EL POLO DE LOS POBRES
Se llamaba flaggolosina, mi rico helado, del congelador lo saco congelado, etc. Aunque los únicos que le llamaban así eran los niños de anuncio. En mi barrio, ese polo de pobres tenía más nombres que sabores: flá, flan, poloflá, poloflán... Jamás escuché a nadie pedirle a Manolo, el hombre del kiosco, que era solo un poco menos bruto que nosotros, un flaggolosina. En el Distrito 21 no veraneaba nadie de Madrid ni de ningún sitio. Como mucho, algún trabajador de la pista de coches de choque que venía a la caída de la tarde a comprar otras cosas. Si algún niño le hubiera dicho un flaggolosina-por-favor, igual Manolo habría pensado que aquel finolis era descendiente de algún exiliado de guerra que había vuelto de Rusia ese verano. Porque de la guerra en general y de las suyas en particular sí sabía un montón.
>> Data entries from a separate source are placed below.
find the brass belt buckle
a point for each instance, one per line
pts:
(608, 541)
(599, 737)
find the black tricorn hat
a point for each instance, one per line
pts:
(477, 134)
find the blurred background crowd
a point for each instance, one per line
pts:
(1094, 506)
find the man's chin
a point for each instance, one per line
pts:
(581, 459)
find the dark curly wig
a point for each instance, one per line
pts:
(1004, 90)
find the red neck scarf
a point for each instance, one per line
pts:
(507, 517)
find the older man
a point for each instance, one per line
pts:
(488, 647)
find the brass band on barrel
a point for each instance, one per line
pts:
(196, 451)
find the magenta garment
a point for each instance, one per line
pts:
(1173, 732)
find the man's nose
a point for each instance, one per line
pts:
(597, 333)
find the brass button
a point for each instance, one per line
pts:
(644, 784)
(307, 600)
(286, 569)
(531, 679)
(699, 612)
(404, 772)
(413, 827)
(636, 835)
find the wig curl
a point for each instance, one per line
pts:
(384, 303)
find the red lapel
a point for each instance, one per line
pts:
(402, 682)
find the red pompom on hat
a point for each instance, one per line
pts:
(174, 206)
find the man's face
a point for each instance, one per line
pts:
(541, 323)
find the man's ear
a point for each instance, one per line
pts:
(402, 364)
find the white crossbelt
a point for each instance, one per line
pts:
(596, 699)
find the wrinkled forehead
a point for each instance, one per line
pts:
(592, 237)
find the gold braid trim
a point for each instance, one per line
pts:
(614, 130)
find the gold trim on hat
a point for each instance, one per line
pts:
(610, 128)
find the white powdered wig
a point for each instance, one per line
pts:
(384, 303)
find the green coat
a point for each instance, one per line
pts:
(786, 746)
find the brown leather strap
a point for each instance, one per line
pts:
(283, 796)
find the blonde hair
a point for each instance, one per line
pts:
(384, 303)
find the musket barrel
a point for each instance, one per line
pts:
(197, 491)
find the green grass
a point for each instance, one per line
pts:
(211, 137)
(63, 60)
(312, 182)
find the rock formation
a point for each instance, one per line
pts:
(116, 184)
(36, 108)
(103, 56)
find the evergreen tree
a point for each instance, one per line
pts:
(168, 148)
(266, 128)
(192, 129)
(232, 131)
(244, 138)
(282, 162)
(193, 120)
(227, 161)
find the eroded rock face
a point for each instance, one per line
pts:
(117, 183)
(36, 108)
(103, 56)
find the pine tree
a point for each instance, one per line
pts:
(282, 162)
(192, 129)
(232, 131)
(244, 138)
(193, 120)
El caso es que no había más: o el poloflá, o, como mucho, el Camy naranja o limón. A mediados de los 70 vivíamos aún en la Edad del Hielo. Vinieron luego, años más tarde, el Drácula, el Minimilk, el Mikolápiz o el Súper Choc, al que una niña de mi calle, finísima ella, le añadía al final otra h y otra o. Como para pedirle que pronunciara correctamente flaggolosina.
Pero esos fueron polos saboreados ya en la casapuerta de la democracia. Al bueno de Manolo había que señalárselos porque se perdía en aquel cartel de Frigo en el que los helados flotaban en una playa con árboles detrás tan parecida a La Puntilla.